Now you've made me scared!


----------



## wll (Oct 4, 2014)

RUBEN_CO said:


> Something0riginal said:
> 
> 
> > Ok i guess this would be the appropriate place to reiterate that draw weight USUALLY matters very little next to draw length, active length, and the retraction rate of your bands. However, when shooting large or heavy ammo with alot of inertia or wind resistance, the extra draw weight really helps get it started. When i was little, and I mean little, I had a wire frame wrist rockety thingy and the tubes were super heavy for me and I was really short, so i could only draw them around halfway, I only had rocks to shoot, but even then I killed a crow with a rock and I was like 6. Anyways, I pretty much always use tbg, and ive recently started casting lead cylinders.* With one of the biggest ones i could actually feel the slingshot being under powered and struggling to pull the slug, when they hit the fork tips the bands had no energy left at all. Later that day i got my first rts and I still have a brutal scar above my hip bone.*
> ...


That is one of the things you should avoid ..... under powered light fast bands and real heavy ammo !

I do everything I can to match my tubes to the ammo I use. I have 3060 and Green Dub Dub for ammo in the 86-184gr area, and 5/16OD for 184-315gr area. that is a pretty good range with each but OK I feel. I do not feel comfortable shooting 315gr in the lighter tubes, although I might be OK. I might add my bands are ~8.25" long static for a 38-40 inch draw. I try to keep my bands at a 460-480% at full draw ... which means I don't have bands that are way longer then they need be to eliminated slop and entanglement of the power source.

Read everything you can on the power rangers threads and go from there. One of the things that I did was look at the perimeters I wanted and went from their. The most important thing for safety *I did* was not to over power myself with my abilities and what I felt comfortable with. I wanted more power than what I'm shooting now , but you have to be realistic too and you must know yourself.

I'm very, very safety conscience and although I could get more speed by extending my draw to butterfly .. I don't feel comfortable 100% of the time ! It is the time that you physically let down or get sloppy, (bad ammo load, wrong ammo, twisted bands, torn or warn bands or pouch, sloppy release) that an accident is much more likely to happen. A smashed broken finger or an RTS is not my idea of having fun !!!!
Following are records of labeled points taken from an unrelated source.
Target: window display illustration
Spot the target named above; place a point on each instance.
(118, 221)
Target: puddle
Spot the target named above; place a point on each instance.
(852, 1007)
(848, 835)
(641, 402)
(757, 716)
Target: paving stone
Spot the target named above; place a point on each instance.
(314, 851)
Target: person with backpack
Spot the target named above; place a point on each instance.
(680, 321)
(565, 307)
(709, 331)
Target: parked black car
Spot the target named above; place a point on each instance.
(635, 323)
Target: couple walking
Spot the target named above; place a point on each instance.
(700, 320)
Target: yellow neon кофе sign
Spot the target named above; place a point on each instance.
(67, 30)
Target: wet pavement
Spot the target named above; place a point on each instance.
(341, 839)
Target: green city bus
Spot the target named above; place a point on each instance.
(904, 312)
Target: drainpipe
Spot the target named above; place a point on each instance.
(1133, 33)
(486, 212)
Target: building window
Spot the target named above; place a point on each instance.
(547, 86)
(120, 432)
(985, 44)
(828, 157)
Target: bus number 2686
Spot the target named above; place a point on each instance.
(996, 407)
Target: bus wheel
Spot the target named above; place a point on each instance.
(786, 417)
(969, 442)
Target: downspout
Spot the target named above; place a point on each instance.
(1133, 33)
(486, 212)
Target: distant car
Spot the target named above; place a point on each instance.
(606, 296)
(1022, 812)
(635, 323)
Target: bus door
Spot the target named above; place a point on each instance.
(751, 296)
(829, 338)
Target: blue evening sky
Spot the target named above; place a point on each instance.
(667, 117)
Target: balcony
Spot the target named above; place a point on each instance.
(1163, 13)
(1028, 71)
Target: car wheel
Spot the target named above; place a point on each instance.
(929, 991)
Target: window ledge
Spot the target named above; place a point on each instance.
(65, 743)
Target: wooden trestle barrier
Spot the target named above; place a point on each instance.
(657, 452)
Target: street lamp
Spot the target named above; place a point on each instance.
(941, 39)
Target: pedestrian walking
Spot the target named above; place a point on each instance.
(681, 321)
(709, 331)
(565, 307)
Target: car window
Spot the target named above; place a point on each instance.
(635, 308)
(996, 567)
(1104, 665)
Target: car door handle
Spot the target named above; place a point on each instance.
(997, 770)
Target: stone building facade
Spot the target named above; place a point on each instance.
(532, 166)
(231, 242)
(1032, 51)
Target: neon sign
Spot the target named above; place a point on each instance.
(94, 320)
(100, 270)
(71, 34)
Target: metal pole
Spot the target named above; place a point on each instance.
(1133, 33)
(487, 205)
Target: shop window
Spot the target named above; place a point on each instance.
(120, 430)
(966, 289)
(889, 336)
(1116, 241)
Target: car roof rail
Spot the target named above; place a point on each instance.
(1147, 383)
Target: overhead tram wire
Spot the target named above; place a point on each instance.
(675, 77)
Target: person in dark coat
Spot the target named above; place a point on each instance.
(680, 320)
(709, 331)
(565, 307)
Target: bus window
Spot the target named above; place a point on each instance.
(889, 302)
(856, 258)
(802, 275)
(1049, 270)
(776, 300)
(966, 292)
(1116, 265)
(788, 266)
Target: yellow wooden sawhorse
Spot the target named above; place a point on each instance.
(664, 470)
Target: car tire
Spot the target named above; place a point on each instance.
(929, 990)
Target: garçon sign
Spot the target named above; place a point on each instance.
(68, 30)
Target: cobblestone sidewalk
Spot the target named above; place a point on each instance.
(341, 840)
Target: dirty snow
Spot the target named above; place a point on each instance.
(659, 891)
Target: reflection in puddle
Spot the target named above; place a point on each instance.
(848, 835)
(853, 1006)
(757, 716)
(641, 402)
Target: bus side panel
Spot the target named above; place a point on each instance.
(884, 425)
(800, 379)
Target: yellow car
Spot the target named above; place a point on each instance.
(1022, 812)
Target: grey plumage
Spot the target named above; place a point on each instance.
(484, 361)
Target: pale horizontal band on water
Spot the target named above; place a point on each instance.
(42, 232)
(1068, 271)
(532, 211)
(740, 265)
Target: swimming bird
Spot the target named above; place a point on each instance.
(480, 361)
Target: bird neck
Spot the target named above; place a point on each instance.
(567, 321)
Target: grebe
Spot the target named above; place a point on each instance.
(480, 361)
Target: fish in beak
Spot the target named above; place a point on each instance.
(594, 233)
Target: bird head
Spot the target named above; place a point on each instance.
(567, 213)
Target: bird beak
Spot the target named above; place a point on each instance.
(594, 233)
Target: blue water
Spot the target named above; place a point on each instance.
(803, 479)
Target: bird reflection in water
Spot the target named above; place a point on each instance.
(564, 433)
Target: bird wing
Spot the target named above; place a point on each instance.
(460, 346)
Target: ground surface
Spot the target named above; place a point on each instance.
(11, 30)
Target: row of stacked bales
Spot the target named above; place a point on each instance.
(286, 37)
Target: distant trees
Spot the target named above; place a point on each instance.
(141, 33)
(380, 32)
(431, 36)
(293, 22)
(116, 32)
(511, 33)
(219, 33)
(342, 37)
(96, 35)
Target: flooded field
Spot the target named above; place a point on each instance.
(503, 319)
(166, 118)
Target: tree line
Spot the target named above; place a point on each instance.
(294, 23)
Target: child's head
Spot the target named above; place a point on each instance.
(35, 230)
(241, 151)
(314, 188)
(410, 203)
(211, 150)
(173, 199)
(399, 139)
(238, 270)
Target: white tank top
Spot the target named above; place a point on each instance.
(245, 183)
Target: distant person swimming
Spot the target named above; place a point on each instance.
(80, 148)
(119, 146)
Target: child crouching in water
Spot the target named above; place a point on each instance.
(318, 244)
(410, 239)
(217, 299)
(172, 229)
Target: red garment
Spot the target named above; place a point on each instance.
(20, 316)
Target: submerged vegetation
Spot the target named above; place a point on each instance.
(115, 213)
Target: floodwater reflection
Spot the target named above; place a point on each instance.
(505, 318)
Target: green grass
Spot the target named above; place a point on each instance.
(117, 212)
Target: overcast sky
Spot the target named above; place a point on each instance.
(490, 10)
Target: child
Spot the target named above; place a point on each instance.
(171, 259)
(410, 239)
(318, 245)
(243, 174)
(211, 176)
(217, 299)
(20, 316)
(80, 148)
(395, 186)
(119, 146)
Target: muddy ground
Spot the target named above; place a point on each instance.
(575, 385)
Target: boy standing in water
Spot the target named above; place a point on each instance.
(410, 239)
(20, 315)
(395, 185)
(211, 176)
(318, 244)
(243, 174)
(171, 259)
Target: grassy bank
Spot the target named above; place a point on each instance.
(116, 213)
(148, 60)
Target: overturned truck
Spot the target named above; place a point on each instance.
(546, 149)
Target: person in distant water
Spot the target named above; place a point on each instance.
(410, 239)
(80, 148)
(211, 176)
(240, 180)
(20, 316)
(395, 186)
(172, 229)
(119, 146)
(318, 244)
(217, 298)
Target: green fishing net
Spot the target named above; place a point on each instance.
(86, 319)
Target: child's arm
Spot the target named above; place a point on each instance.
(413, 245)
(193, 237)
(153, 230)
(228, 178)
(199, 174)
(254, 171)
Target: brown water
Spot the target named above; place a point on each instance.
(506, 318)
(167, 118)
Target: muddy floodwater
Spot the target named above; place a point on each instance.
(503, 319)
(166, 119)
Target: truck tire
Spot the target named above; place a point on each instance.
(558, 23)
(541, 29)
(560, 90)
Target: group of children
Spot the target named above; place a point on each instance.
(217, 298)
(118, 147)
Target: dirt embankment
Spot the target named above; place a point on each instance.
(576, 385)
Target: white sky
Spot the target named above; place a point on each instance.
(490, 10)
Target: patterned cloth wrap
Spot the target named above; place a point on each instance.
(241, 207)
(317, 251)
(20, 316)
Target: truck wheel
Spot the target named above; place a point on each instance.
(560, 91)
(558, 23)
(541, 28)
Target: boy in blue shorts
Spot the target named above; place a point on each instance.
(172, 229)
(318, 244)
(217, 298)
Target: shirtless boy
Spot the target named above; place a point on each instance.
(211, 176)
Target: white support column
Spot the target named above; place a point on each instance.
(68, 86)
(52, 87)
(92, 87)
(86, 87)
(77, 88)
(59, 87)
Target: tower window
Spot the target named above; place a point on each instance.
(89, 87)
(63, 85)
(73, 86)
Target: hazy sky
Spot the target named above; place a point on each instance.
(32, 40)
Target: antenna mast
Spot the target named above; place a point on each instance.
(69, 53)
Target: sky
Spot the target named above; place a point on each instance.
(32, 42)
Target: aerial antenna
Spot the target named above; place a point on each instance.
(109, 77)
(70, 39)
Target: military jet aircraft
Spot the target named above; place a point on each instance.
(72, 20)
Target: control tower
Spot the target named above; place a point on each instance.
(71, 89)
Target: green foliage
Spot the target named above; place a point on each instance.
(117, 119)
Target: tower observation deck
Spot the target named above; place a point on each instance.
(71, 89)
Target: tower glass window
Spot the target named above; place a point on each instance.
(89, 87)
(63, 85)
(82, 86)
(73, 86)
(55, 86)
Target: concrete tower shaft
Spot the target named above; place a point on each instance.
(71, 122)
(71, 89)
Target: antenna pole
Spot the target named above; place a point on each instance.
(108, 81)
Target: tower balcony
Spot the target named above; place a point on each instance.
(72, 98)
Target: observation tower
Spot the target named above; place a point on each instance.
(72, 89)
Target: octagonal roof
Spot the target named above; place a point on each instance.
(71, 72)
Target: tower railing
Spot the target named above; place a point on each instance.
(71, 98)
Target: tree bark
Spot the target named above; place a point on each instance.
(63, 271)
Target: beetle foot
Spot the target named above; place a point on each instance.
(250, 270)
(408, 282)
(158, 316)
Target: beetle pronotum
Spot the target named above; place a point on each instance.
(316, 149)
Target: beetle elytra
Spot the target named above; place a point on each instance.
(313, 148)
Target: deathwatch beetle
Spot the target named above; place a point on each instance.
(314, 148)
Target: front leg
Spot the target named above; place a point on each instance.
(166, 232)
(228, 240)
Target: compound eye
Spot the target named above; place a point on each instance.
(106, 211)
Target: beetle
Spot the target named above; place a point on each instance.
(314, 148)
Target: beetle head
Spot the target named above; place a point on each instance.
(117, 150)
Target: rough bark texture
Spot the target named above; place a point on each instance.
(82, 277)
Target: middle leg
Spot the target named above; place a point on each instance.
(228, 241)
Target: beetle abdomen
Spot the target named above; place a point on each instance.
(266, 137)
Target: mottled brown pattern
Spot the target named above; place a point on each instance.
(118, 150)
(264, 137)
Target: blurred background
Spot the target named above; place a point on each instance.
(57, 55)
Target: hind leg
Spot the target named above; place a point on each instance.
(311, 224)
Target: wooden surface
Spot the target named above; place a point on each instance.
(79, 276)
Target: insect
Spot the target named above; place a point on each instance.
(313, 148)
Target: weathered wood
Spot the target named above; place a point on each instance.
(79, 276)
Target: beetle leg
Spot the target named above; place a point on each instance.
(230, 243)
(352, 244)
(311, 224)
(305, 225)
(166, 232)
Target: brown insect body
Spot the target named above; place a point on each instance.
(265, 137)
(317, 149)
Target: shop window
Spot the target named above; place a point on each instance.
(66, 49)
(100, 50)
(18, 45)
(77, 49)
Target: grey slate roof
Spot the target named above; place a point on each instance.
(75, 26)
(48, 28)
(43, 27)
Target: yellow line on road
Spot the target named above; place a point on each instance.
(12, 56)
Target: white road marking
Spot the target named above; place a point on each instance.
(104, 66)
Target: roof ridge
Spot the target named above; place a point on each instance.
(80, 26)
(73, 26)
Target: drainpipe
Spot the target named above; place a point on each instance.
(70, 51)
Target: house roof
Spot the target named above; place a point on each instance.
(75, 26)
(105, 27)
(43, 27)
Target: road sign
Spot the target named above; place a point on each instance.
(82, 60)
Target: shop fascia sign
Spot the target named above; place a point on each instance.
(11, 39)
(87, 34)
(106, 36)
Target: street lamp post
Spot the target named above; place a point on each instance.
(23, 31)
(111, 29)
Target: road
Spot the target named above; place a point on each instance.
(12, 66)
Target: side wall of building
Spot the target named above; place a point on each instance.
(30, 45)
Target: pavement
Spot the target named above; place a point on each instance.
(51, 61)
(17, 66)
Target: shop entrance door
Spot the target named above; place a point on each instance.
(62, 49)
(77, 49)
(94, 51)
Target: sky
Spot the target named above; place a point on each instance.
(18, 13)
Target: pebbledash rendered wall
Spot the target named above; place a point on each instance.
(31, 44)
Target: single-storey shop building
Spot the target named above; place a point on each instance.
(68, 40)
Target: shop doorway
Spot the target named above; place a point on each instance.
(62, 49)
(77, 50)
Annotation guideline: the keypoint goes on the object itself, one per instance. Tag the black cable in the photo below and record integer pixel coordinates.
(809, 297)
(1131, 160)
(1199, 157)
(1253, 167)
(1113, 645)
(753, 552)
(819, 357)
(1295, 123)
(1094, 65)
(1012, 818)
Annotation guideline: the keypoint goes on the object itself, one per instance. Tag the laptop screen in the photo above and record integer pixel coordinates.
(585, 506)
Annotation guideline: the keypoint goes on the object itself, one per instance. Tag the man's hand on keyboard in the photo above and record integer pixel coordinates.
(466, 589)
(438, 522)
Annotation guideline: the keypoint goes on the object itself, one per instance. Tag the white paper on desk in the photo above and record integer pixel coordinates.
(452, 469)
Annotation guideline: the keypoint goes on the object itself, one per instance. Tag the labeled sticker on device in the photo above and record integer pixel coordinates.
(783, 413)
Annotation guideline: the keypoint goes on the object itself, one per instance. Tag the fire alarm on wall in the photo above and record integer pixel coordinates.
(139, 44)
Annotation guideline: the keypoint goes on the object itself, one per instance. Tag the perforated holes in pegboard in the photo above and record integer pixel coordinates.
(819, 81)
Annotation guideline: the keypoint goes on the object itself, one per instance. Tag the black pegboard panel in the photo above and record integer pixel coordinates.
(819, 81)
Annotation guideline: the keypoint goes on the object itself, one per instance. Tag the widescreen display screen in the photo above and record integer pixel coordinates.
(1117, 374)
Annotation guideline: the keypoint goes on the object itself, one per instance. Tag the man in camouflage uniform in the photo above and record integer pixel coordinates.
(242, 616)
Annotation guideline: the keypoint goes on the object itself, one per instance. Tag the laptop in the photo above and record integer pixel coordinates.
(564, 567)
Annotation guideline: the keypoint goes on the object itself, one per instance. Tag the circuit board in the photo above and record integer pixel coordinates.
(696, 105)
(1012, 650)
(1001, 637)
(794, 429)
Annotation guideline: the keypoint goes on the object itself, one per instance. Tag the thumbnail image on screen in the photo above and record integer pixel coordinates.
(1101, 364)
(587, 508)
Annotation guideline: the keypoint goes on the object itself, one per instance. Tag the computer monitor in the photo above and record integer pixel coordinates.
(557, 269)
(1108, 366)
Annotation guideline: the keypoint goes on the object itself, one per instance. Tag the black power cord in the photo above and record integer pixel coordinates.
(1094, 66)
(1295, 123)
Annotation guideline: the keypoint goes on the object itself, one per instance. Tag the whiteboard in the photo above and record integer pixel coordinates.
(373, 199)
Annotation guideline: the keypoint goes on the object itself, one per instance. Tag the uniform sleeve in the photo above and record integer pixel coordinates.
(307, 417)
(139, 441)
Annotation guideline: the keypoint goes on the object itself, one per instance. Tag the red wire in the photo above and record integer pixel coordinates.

I love shooting my slings, I have them set up with the most optimum tubes for my strength and heavy ammo weights I generally use, giving me a very powerful tool in the field .... and because of that I treat them with great respect.

wll


----------



## RUBEN_CO (Sep 1, 2013)

Wll,

Now I'm considering moving away from heavy ammo all together, but I will take this into consideration when formulating band setups from now on,

The heads up is much appreciated.


----------



## New dog old tricks (Jun 13, 2013)

If you can get your hands on some gum rubber bands, you could try singles. They normally are about 18-20mm wide and cut them for butterfly. If you are that way inclined. That's how I chuck rock of that size.


----------



## RUBEN_CO (Sep 1, 2013)

Thanks


----------